Paranasal sinuses : Air spaces within the skull.
Pharynx : The throat
Pleural membrane : Covering the lung and lining the cest cavity, this membrane has 2 thin layers.
Pulmonary vessels : Pulmonary arteries carry deoxygenated blood from the heart and lungs, pulmonary veins carry oxygenated blood back to the heart.
Respiratory center : Area of brain that controls breathing.
Ribs : Bones attached to the spine and central portion of the breastbone, which support the cest wall and protect the heart, lungs, and other organs in the cest.
Trachea : Tube through which air passes from the nose to the lungs (also know as the windpipe).
MECHANICS OF BREATHING
To take a breath in, the external intercostal muscles contract, moving the ribcage up and out.

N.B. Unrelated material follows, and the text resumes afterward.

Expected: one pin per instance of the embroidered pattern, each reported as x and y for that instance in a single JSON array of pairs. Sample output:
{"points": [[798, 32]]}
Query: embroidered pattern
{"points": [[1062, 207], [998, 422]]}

The diaphragm moves down at the same time, creating negative pressure within the thorax. The lungs are held to the thoracic wall by the pleural membaranes, and so expand outwards as well. This creates negative pressure within the lungs, and so air rushes in through the upper and lower airways. Expiration in mainly due to the natural elasticity of the lungs, which tend to collapse if they are not held against the thoracic wall.
Respratory has two meanings in biology. At the cellular level, it refers to the O2 requiring chemical reactions that place in the mitochondria and are the chief source of energy in the eukaryotic cells. At the level of the whole organism, it designates the procces of taking in O2 from the environment and returning CO2 to it.
Oxygen consumption is directly related to energy expenditure. Energy requirenment are usually calculated by measuring O2 intake or CO2 release. Energy expenditure at rest is known as basal metabolism.
DIFFUSION AND AIR PRESSURE
In every organism, from amoeba to elephant, gas exchange the exchange of O2 and CO2 between cells and the surrounding environment takes place by diffusion. Diffusion is the net movement of particles from a region of higher concentration to a region of lower concentration as a result of their random movement.
In describing gases, scientists speak of the pressure of a gas rather than its concentration. At sea level, air exerts a pressure of one (1) atm (15lb/in2). This pressure is enough to support a column of mercury 760 mm high.
DALTON’S LAW OF PARTIAL PRESSURE
The total pressure of a mixture of gases is sum of the pressure of the separate gases in the mixture. The pressure of each gas is propotional to its concentration. Oxygen makes up 21% of the composition of dry air, therefore 21% of the total air pressure or 160 mm of Hg result from the pressure of O2 (partial pressure of O2) designated as pO2 (if H2O is present) then pO2 = 155 mmHg.
If a liquid containing no dissolved gases is exposed to air at atmospheric pressure, each of the gases in the air diffuses into the liquid until the partial pressure of each gas in the liquid is equal to the partial pressure of the gas in the air. Oxygen pressure (pO2) of blood means the pressure of dry gas which the dissolved O2 in the blood is in equilibrium.
For example, blood with a pO2 of 40 mmHg would be in equilibrium with air in which the partial pressure of O2 was 40 mmHg. If blood with a pO2 of 40 mmHg was exposed to the usual mixture of air, O2 will move from the air to the blood until the pO2 = 155 mmHg.
Conversely, if a liquid containing a dissolved gas is exposed to air in which the partial pressure of that gas is lower than the liquid, the gas will leave the liquid until the partial pressure of the air and the liquid are equal.